Spain’s coastguard has rescued more than 600 migrants attempting to cross into Europe in 24 hours.
That number includes 35 children and a baby — as well as people attempting to make the crossing in a toy paddle boat, a canoe, and a jet ski.
As the crossing from Morocco to Spain is fairly narrow — 12km across the Strait of Gibraltar — many use cheap, child-sized paddle boats without motors that allow them to bypass people-smuggling networks and their fees, reported the BBC.
It comes as Spain has seen a huge spike in numbers attempting to reach its shores, according to figures released by the UN’s International Organisation for Migration (IOM).
More than 9,000 people have arrived in Spain so far this year — three times as many the year before, the IOM reported. More than 120 people are believed to have drowned this year during the crossing.
The IOM warned that Spain could overtake Greece this year in terms of numbers of people arriving by sea, saying that the rising flow of migrants to Spain could evolve into a "big emergency" if the pace continues.
"We understand for our experts in the field that spain now is going through something like what Greece saw in the beginning of 2015 or Italy even earlier," said IOM spokesman Joel Millman.
Most of those arriving are from West Africa, including Nigeria, Guinea, and Cote D’Ivoire, which means they are mostly treated as economic migrants, rather than refugees.
Spain’s two North African enclaves, Ceuta and Melilla, are also under constant pressure from refugees and migrants attempting to scale the border fences, thereby reaching Europe over land.
The rise in numbers of people arriving into Spain comes at the same time as a fall in people arriving to Italy.
Nearly 100,000 people are believed to have crossed from Libya to Italy since the start of the year, with more than 2,200 people said to have died, according to the IOM.
In June, Italian coastguards rescued an estimated 5,000 people from the Mediterranean in just one day, off the coast of Libya.
But in July, Italy saw a 57% drop in the number of arrivals, according to data released by European migration watchdog Frontex.
The watchdog warned, however, that the fall in numbers doesn’t signal an end to the crisis. It said factors for the decrease included poor sea conditions in the first half of the month; unrest at Libyan coastal city Sabratah; and higher Libyan coastguard activity that deterred smugglers.
The Libyan coastguard is at the centre of the latest controversy over the migrant crisis, after being accused of threatening NGOs and charities that work to rescue migrants and refugees from the sea.
Three charities — Save the Children, Doctors Without Borders (MSF), and Sea Eye — have all suspended their rescue work, due to “credible threats” from the Libyan coastguard.

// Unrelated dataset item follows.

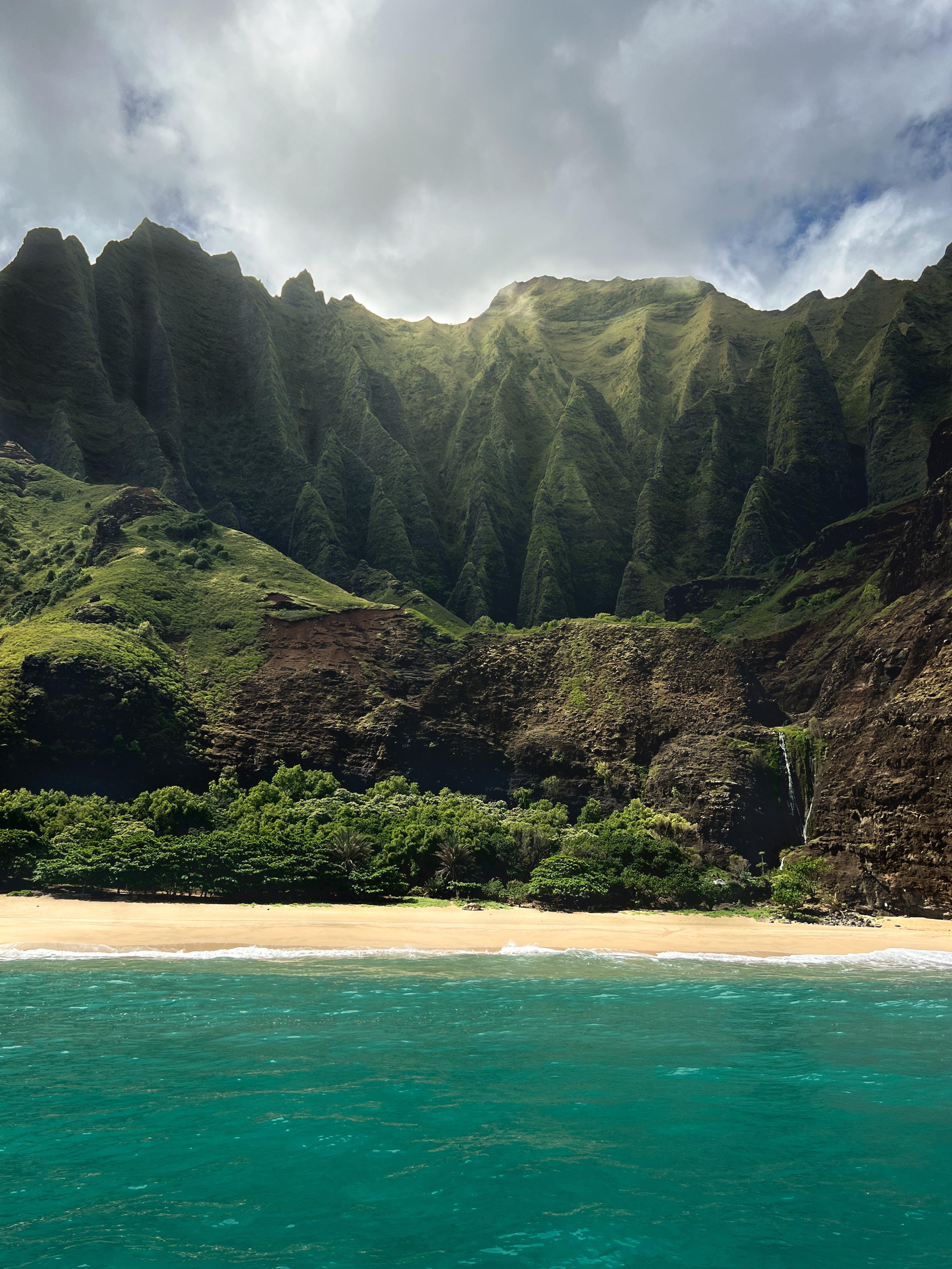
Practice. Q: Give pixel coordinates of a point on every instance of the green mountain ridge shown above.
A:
(581, 447)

One agency that is continuing with rescue work, the Spanish group Proactiva Open Arms, reported being threatened by the Libyan coastguard on Wednesday, resulting in a tense stand-off.
“You have to sail now towards Tripoli port. You are under custody, sir. If you don’t follow the orders we will target you,” the Libyan captain warned the Spanish crew by radio, reported The Telegraph.
“I have already warned you before, Libyan government has warned you before but you don’t listen. It’s your problem.”
The Spanish ship was eventually allowed to sail away into the Mediterranean.